Celebrating Tarzan’s 101st anniversary by walking through Scott Tracy Griffin’s Tarzan: The Centennial Celebration.
Like some of the other Tarzan novels, Tarzan the Magnificent (no relation to the film of the same name) was actually two different novellas. In this case, they’d even been published in two different magazines. Argosy published “Tarzan and the Magic Men” in 1936, about a couple of Amazon tribes led by powerful sorcerers who control their subjects with huge, supernatural jewels. Griffin speculates that Burroughs got the idea from the novel Trader Horn, which features a woman who uses a large ruby to control an African tribe.
In 1937, Burroughs’ sequel to this story appeared in Blue Book, titled “Tarzan and the Elephant Men.” It has Tarzan following one of the jewels back to Cathne and Athne, the cities from Tarzan and the City of Gold.
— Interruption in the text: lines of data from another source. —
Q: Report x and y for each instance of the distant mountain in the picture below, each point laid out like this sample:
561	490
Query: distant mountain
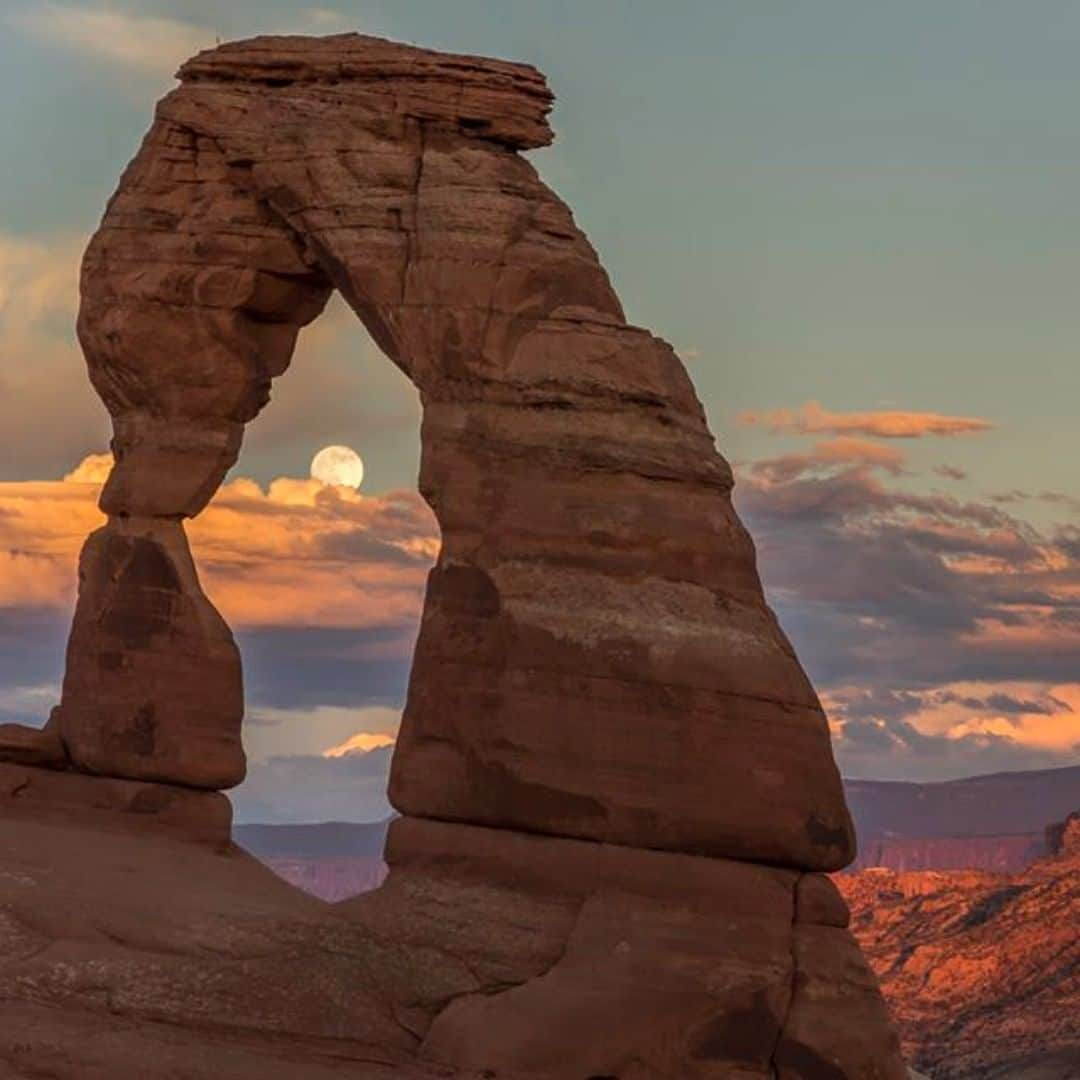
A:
982	971
331	860
326	839
989	823
1000	804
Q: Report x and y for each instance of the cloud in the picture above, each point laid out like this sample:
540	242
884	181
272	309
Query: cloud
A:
145	44
943	633
311	788
297	553
38	353
323	730
950	472
844	449
811	418
361	742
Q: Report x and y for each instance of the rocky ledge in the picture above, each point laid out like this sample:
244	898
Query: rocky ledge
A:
617	781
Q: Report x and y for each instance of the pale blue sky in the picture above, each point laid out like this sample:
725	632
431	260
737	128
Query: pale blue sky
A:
867	205
858	203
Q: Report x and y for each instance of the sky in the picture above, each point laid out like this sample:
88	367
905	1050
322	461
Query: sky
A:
855	223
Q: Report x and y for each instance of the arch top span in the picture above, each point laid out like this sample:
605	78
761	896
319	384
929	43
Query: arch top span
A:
596	659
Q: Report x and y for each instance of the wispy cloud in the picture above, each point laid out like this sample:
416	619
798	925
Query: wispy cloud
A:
811	418
943	633
39	279
297	553
147	44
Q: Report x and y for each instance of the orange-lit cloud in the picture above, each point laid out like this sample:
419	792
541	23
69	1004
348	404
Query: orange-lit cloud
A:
842	450
360	743
811	418
296	554
1035	716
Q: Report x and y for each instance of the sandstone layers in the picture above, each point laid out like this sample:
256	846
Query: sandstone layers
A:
617	781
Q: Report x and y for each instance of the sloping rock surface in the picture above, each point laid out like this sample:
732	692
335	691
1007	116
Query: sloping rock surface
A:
982	971
617	780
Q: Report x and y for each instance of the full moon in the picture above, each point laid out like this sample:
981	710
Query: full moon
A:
338	464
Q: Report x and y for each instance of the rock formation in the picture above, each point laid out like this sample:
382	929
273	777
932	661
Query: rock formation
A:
982	970
617	780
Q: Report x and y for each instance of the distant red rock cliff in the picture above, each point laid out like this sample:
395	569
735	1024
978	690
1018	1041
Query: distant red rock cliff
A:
982	971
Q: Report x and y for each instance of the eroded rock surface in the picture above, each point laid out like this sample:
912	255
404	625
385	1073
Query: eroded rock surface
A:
594	644
982	971
618	782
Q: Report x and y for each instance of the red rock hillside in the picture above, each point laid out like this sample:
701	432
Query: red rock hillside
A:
982	971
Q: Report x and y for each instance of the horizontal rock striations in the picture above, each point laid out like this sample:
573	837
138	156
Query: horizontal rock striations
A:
617	781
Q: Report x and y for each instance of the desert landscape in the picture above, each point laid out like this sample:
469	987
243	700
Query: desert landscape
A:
553	757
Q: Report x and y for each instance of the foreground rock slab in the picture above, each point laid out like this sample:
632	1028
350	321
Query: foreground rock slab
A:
618	781
595	648
127	945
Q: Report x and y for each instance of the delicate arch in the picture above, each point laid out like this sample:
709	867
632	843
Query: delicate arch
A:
596	659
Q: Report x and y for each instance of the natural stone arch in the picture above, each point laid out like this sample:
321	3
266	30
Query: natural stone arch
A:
595	658
596	662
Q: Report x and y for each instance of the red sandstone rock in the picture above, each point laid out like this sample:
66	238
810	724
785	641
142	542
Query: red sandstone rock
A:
39	795
152	688
595	649
982	971
596	661
25	745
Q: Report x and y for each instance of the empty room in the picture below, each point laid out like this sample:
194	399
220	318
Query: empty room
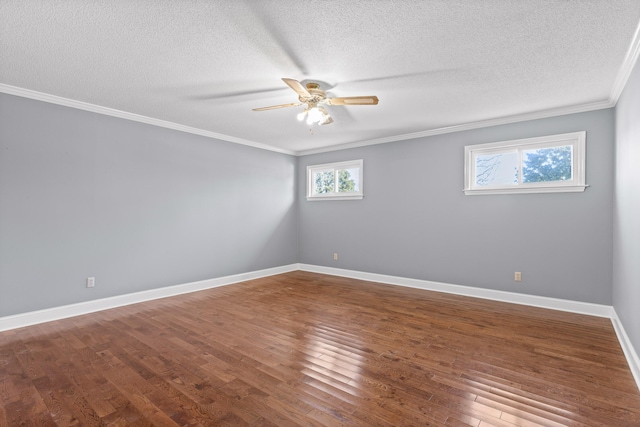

In Magnificent, Burroughs describes Tarzan’s eyes as being able to “reflect the light of a summer sea or the flashing steel of a rapier.” Griffin takes advantage of this to offer a supplemental chapter on “Eyes of Gray,” a character trait that Burroughs gave all of his leading men and a lot of supporting characters as well. Tarzan had gray eyes, as did his father and son. So did La of Opar, John Carter of Mars, David Innes of Pellucidar, and Carson Napier of Venus. Griffin lists a total of 25 Burroughs characters with gray eyes, noting that Burroughs “rarely described any other color.” In fact, Carson’s started out blue in Pirates of Venus before Burroughs changed them to gray in the third novel.